In order to study the dissolution-diffusion process and mechanism of CO 2 in multi-component crude oil, a model of multi-component crude oil system with octane as the main component and 16 other alkanes as a compound was constructed by using molecular dynamics simulation method. We estimated the CO 2 density distribution in crude oil model and the shift in crude oil model volume change. We then investigated the microscopic influence mechanism of CO 2 dissolution-diffusion on the volume expansion of crude oil by simulating the action of CO 2 dissolution-diffusion in the multi-component crude oil model. Based on the variation law of mean square displacement between crude oil molecules, the dissolution and diffusion coefficients of CO 2 were predicted, and the influence of CO 2 dissolution-diffusion on crude oil mobility was analyzed.

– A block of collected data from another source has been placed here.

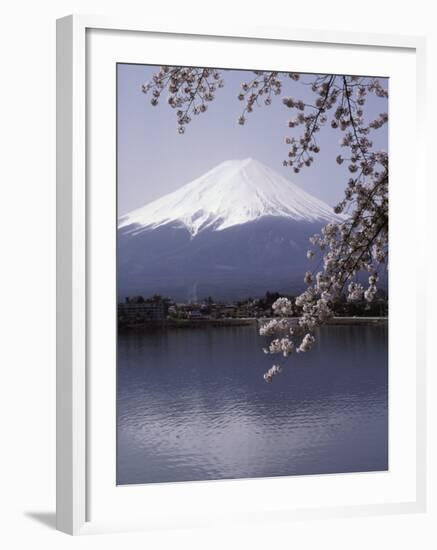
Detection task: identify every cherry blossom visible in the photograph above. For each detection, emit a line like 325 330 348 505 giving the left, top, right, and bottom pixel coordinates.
141 66 224 133
141 66 388 382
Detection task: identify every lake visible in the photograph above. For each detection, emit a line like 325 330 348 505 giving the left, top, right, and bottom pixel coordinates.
117 323 388 485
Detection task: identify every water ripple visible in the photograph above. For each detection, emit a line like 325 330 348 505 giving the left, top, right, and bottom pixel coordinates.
117 324 388 484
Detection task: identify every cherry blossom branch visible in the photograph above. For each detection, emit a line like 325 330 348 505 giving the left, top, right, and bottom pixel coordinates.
139 66 389 383
141 66 225 133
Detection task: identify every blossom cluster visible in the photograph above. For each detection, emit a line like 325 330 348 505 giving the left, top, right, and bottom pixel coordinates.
280 75 388 175
263 337 294 357
263 364 282 383
259 317 293 336
236 72 284 125
347 282 364 302
141 66 224 133
260 150 388 381
271 297 293 316
297 333 316 353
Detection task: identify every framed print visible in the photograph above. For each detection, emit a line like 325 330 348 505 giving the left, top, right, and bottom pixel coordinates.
56 15 427 535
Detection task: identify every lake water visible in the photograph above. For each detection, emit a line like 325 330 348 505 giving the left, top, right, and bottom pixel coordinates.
117 324 388 485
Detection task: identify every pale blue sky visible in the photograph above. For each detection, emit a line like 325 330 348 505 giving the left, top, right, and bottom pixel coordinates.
117 64 388 216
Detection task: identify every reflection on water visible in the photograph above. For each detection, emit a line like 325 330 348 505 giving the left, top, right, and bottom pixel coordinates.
117 324 388 485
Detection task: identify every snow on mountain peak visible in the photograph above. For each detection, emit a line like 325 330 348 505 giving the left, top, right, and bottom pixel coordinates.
119 158 341 236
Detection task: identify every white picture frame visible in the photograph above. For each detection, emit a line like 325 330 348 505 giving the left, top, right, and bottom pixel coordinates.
56 14 427 535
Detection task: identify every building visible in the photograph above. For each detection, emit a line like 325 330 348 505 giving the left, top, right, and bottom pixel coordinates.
118 297 165 324
235 303 262 318
188 308 205 320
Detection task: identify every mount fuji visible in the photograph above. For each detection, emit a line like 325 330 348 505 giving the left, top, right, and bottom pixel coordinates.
118 158 341 301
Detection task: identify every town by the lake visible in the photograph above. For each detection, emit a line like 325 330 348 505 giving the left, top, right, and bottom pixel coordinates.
118 291 388 329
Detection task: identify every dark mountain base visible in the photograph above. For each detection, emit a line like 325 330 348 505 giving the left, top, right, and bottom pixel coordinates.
117 217 325 302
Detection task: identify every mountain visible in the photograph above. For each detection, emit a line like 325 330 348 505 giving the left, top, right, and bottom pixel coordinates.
118 159 341 301
119 158 339 236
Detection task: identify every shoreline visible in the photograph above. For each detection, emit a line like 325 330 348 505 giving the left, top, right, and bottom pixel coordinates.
119 316 388 331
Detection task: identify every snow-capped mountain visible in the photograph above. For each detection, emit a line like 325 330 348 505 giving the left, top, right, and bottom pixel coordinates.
118 159 341 301
118 158 339 237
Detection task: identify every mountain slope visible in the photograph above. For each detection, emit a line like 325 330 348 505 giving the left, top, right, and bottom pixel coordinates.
118 217 325 301
118 158 340 237
118 159 341 301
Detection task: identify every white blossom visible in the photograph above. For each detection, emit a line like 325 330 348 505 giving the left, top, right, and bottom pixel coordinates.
265 338 295 357
141 67 224 133
272 297 293 316
259 318 293 336
297 333 316 353
263 364 283 383
347 282 364 302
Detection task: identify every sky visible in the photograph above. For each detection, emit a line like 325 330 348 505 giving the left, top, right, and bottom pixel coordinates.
117 64 388 216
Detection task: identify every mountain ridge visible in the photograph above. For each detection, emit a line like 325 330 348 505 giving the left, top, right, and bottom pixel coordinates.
118 158 341 237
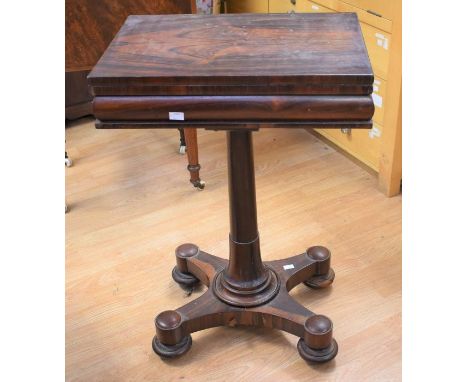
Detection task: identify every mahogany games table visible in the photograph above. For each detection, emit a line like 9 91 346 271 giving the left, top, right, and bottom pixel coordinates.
88 13 374 363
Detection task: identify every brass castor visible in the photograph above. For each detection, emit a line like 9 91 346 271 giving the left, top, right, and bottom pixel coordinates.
192 180 205 190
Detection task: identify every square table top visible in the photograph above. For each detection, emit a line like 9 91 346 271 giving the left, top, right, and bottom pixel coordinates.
89 13 374 130
88 13 373 96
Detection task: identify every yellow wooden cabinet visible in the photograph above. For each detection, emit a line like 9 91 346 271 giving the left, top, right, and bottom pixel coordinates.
316 123 383 170
225 0 401 196
296 0 333 13
341 0 395 20
269 0 296 13
360 22 391 80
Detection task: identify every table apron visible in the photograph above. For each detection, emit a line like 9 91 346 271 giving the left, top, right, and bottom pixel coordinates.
93 95 374 122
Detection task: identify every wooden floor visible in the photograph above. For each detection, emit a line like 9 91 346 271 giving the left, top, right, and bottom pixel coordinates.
66 119 401 381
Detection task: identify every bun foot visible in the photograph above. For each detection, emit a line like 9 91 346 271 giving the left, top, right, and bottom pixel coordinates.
152 334 192 359
172 266 199 289
298 315 338 363
303 268 335 289
297 338 338 363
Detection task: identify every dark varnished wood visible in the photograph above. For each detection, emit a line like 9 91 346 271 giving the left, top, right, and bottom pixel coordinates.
66 0 193 119
89 13 374 130
88 13 375 363
154 240 337 362
66 0 193 71
152 131 338 363
88 13 373 92
93 95 374 122
96 120 372 130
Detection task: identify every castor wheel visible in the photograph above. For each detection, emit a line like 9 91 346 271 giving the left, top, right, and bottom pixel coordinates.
297 315 338 363
193 180 205 190
179 145 186 155
173 243 201 289
304 269 335 289
303 246 335 289
65 157 73 167
172 266 199 289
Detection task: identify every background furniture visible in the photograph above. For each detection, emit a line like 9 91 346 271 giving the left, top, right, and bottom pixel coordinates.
66 0 205 189
226 0 402 197
65 0 194 119
88 12 374 362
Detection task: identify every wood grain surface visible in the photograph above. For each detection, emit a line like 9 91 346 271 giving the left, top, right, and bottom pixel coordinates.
66 0 193 71
88 13 373 92
66 119 401 381
93 95 374 121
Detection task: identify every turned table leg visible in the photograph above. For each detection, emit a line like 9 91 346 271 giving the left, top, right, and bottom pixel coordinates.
182 128 205 190
153 130 337 364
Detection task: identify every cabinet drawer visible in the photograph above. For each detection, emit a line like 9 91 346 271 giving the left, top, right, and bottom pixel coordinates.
296 0 334 13
371 76 386 125
360 22 391 80
315 122 383 170
313 0 392 32
226 0 269 13
341 0 394 20
269 0 296 13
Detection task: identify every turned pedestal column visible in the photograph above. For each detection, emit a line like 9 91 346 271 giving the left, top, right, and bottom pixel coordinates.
152 130 338 363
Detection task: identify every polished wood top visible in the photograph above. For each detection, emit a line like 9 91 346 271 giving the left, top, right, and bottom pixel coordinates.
66 0 193 72
88 13 373 94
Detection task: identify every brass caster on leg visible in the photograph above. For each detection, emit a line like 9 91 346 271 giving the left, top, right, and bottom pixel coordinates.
297 315 338 363
192 180 205 190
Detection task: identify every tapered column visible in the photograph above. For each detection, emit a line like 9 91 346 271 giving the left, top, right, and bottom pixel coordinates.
222 131 269 292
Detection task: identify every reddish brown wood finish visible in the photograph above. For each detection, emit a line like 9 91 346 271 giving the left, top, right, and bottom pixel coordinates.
88 13 373 91
66 0 192 71
88 13 375 364
65 0 193 119
183 128 204 189
93 95 374 121
153 242 337 363
89 13 374 130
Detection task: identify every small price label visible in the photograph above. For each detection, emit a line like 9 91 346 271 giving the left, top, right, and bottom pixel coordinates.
169 112 185 121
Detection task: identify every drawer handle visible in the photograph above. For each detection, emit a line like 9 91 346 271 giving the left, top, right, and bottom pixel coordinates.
290 0 296 5
367 9 382 17
341 128 351 134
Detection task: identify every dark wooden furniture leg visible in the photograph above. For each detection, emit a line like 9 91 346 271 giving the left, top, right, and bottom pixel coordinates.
152 131 337 363
183 128 205 190
177 128 186 154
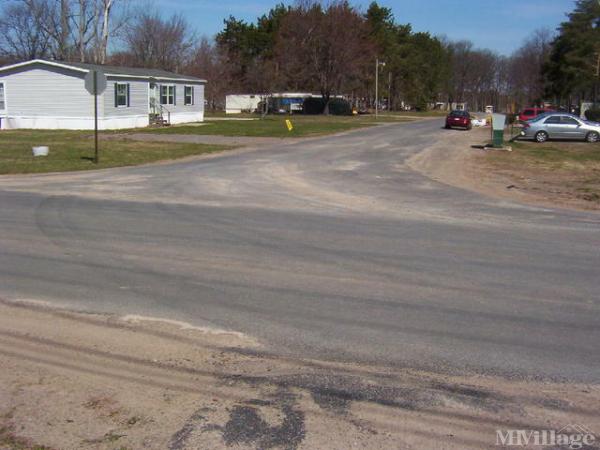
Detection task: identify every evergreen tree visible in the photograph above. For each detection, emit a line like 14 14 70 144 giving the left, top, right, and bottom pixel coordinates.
545 0 600 103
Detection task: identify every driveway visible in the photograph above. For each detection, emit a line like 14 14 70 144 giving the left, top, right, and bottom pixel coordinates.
1 119 599 382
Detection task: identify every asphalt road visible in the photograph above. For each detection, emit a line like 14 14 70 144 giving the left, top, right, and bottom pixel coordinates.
1 119 599 382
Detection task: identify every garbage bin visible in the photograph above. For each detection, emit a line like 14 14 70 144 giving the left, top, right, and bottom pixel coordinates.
491 113 506 148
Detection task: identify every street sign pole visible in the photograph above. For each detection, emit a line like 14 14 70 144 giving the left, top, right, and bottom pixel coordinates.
84 69 106 165
94 71 99 164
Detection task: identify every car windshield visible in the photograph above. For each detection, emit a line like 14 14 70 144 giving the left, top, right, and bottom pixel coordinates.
450 111 469 117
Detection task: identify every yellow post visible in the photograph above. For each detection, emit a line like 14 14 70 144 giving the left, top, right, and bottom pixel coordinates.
285 119 294 131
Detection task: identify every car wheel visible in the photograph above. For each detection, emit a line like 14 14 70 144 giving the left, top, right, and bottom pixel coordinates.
445 124 451 129
535 131 548 143
586 131 599 143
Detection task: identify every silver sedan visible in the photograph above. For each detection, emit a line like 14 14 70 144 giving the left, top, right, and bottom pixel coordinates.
520 113 600 143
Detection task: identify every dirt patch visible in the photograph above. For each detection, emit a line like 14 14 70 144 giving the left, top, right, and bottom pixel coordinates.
407 127 600 212
0 298 599 449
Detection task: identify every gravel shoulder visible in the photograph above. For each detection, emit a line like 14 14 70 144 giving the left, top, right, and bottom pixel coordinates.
407 127 600 212
1 298 599 450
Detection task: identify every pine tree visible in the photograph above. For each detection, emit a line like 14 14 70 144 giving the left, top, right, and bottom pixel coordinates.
545 0 600 104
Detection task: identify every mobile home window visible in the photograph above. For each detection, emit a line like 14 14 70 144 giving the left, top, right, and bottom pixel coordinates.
0 83 5 110
115 83 129 107
184 86 194 105
161 85 175 105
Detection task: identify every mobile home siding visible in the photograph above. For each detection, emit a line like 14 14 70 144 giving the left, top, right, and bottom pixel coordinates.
0 64 91 118
160 81 204 124
104 77 148 118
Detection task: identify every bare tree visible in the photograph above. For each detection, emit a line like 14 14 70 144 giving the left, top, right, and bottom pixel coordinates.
468 49 498 111
92 0 128 64
96 0 113 63
5 0 76 61
124 10 194 71
74 0 126 63
0 0 51 60
275 1 372 113
74 0 96 61
447 40 475 103
185 37 231 110
508 28 553 107
56 0 68 58
0 0 125 63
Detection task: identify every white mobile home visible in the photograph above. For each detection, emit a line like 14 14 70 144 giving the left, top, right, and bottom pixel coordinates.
225 94 263 114
225 92 322 114
0 59 206 130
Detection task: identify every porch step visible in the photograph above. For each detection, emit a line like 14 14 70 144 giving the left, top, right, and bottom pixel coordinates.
149 115 170 127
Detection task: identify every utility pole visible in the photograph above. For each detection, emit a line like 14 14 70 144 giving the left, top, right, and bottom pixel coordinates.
595 52 600 105
375 58 378 118
388 71 392 111
594 52 600 104
375 58 385 118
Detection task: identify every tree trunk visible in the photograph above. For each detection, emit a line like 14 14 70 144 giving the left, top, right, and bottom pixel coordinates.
322 93 331 115
100 0 113 64
78 0 87 62
59 0 70 60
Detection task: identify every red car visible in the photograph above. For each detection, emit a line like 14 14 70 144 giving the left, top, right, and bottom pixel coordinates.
518 107 554 122
445 110 472 130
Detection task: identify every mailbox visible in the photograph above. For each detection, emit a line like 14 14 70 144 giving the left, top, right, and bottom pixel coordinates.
491 113 506 148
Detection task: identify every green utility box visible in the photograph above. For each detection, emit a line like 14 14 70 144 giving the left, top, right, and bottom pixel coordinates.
491 113 506 148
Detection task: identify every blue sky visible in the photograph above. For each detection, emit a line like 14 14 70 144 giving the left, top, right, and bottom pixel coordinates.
151 0 574 55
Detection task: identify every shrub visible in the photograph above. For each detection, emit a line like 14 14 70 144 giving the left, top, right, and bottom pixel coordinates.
303 97 352 115
327 98 352 116
414 98 428 112
584 109 600 122
303 97 325 115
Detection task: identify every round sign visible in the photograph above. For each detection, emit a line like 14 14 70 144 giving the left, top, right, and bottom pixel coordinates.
84 70 107 95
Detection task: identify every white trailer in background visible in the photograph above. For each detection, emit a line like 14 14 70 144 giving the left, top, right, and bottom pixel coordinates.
225 93 320 114
225 95 263 114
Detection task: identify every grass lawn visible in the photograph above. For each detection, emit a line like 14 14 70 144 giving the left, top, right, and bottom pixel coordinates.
204 111 257 119
0 130 231 175
148 114 415 138
486 139 600 203
509 140 600 165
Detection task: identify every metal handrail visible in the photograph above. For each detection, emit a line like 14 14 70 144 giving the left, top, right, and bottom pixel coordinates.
157 104 171 125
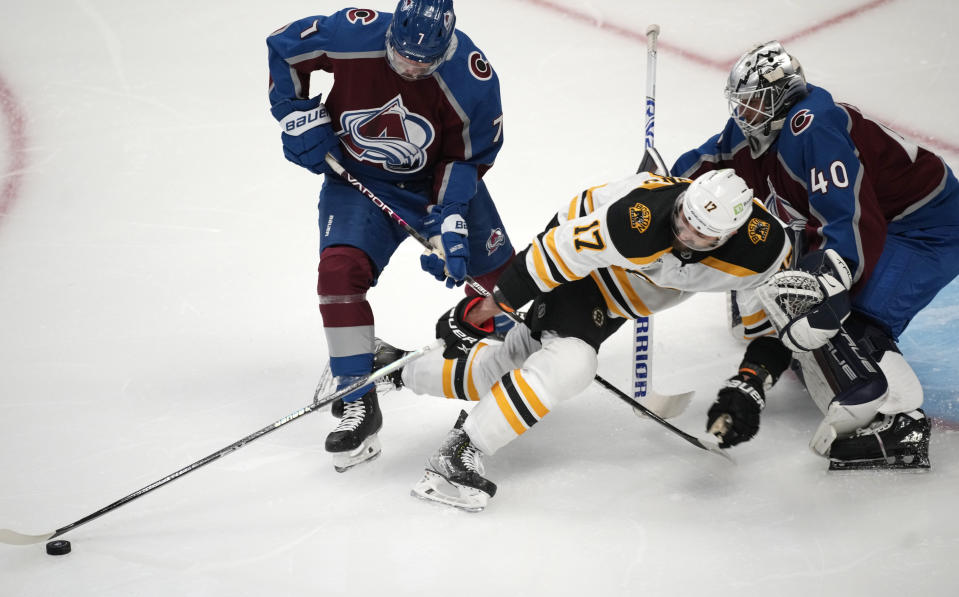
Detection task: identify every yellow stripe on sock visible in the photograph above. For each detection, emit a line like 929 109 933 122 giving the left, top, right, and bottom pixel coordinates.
466 343 488 401
442 358 455 399
492 382 526 436
513 370 549 418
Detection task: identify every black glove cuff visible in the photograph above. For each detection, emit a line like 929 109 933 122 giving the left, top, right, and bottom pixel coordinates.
490 248 538 312
721 377 766 410
741 336 792 388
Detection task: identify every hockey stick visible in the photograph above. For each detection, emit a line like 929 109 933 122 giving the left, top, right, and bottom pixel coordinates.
595 375 732 461
0 339 443 546
635 24 669 178
631 24 695 420
324 154 710 453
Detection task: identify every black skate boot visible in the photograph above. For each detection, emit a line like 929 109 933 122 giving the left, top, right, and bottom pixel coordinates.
372 337 408 391
411 411 496 512
828 409 931 471
328 339 407 418
325 388 383 472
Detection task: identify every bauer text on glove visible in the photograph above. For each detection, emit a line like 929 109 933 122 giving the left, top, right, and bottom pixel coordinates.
272 95 343 176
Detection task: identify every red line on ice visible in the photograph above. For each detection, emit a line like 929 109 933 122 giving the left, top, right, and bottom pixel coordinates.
521 0 959 156
0 71 27 221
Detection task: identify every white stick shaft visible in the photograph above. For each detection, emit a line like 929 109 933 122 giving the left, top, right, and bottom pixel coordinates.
644 24 660 149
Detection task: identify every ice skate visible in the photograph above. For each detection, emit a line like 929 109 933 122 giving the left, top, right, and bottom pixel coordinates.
828 409 931 471
325 388 383 472
372 337 408 392
411 411 496 512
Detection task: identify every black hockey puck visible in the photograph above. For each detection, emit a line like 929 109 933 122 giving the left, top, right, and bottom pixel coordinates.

It is found that temperature intensifies the molecular thermal motion and increases the voids between alkane molecules, which promotes the dissolution of CO 2 and encourages CO 2 molecules to transmit, making the crude oil expand and viscosity decrease, and improving the flow ability of crude oil; with the enhancement of given pressure, the potential energy difference between the inside and outside of the crude oil model becomes larger, and the voids between alkane molecules become larger, which is favorable to the dissolution of CO 2 . Nevertheless, the action of CO 2 molecules’ diffusing in the crude oil sample is significantly limited or even tends to zero, besides, the mobility of crude oil is affected due to the advance of external pressure. The mechanism of CO 2 dissolution and diffusion in multi-component crude oil is revealed at the microscopic level, and provides theoretical guidance for the development of CO 2 flooding.